I’ve known Christopherson since 1995, voted for him repeatedly in the past, observed how effective he is as Deputy Leader of the NDP during the past parliament, how hard he works, and I know the passion he’ll bring into what I expect will be a minority parliament. While C51 and civil liberties dominated my choice this election, I normally vote based upon the local candidate and I believe I would’ve voted for Christopherson unless the NDP were fundamentally opposed to civil liberties.

Anne Tennier is the Liberal candidate in my riding. Hard working and intelligent, she is easily the most appealing of the local Liberal candidates in Hamilton. Anne’s personal popularity in the riding wasn’t reflected in the 2011 results, mostly because she appeals to the same demographic as Christopherson and blue collar Hamilton is a loyal constituency. Tennier’s run an impressive campaign, putting together a campaign organization that includes progressive conservatives and socialist liberals – very similar to the Big Red Machine of the Sheila Copps era of Hamilton politics.

The individual attributes and record of Tennier made it very difficult for me to not vote for her. Frankly, if David Christopherson wasn’t running, I could see myself voting for Tennier even with her parties support of Bill C51 – that’s how strong of a candidate she is and how much of an asset she will be when she makes it to the House of Commons. Watch for Tennier to take the riding when Christopherson retires.

Yonatan Rozenszajn is the Conservative candidate in Hamilton Centre. He’s working hard in this race, in a riding a Conservative is just as likely to win as the Expos are to make it to the World Series. While it is commendable that he is attending public forums that other Conservative candidates shun his hard work is countered by his almost robotic delivery of Conservative talking points.

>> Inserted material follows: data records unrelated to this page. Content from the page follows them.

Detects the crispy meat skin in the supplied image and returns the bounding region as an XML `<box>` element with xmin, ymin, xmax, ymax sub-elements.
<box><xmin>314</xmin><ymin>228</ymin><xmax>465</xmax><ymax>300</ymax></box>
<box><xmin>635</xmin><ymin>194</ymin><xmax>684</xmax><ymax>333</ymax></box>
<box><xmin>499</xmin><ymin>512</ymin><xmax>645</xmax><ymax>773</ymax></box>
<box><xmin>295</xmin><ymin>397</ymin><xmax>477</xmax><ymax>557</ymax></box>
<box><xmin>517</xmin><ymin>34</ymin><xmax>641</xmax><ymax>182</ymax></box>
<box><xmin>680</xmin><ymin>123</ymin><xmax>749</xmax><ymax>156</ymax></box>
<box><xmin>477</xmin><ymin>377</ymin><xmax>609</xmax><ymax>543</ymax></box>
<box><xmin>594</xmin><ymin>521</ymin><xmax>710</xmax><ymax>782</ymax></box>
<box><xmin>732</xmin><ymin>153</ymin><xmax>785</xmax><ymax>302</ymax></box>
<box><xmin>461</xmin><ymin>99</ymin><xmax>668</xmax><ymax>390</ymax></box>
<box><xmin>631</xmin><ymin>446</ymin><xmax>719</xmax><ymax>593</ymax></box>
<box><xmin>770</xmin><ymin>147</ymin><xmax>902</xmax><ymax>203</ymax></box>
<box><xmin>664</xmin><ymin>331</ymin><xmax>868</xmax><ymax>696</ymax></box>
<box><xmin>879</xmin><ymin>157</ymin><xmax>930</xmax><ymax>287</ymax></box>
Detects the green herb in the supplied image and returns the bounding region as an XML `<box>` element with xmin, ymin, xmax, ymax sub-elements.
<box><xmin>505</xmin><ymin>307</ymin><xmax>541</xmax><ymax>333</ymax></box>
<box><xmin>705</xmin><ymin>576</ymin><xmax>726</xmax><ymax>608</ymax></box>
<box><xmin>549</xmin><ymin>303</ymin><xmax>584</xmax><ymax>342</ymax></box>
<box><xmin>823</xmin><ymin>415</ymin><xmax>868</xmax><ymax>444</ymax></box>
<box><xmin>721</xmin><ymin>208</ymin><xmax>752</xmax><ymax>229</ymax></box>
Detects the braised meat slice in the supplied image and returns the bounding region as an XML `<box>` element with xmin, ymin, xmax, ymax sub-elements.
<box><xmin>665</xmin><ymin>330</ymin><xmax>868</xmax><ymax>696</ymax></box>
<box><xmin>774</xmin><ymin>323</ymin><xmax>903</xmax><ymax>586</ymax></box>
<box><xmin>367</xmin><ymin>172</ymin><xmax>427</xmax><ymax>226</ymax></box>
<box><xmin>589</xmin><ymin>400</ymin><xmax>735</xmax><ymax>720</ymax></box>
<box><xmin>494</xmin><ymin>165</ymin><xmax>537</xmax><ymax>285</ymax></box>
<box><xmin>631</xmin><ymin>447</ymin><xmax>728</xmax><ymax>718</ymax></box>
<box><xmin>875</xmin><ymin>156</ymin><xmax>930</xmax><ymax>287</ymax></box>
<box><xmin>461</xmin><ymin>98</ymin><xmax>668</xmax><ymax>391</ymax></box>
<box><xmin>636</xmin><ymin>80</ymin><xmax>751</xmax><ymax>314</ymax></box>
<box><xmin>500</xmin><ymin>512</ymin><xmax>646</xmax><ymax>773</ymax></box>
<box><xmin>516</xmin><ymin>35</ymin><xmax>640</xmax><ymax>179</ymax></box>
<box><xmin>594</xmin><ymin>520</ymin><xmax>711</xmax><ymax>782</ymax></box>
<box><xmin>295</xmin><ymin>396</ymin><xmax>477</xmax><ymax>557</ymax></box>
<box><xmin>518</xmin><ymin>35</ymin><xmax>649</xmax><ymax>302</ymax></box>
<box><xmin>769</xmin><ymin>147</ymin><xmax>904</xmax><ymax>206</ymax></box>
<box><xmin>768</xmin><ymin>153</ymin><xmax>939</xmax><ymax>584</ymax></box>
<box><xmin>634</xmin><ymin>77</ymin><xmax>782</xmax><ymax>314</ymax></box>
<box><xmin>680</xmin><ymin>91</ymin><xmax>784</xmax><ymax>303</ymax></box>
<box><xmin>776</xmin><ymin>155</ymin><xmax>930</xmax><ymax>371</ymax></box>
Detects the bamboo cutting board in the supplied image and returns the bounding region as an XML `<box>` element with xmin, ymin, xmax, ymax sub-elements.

Rozenszajn does his long term political aspirations little favour by introducing himself to a wider Hamilton Centre / Ward Two audience as a Harper candidates when he is in fact a Red Tory. Rozenszajn is an active member of the Durand Neighbourhood Association, serves on its executive and earned much respect among the leaders of neighbourhood movements in Ward Two for his work. We’ll see what long-term implications his choice of being a Harper Conservative in Hamilton Centre will have.

The Tories can win Hamilton Centre if they brought themselves back to the Red Tory part of the political spectrum. And if you think that statement is absurd, I have two names for you: Lincoln Alexander and Ellen Fairclough

For my part, Rozenszajn remains on my list of possible candidates I’ll vote for Ward Two Councillor in 2018. (I reside in Ward Two)

Ute Schmid-Jones is the first-time Green Party candidate with long-time banner holder Peter Ormond moving to the new riding of Hamilton West Ancaster Dundas. I had a great conversation with Schmid-Jones early in the campaign. She recently moved herself and her business to Hamilton from the Midland area where she was heavily involved in community initiatives. This was my first introduction to her in our community and I’m expecting we’ll she much from her in the coming years in Hamilton’s civic life.

It wouldn’t be an election in Hamilton without perennial candidate Michael Baldasaro who is carrying the Marijuana Party of Canada banner. I had a fever and cold on the night of the Hamilton Centre debate, so I missed his performance. Here’s the thing about Baldasaro – he’s a smart man who holds other candidates to account. This, on its own, is a valuable public service.

Also running in my riding, who I didn’t have the chance to meet, are Maria Anastasiou as an independent and Rob Young for the Libertarian Party of Canada.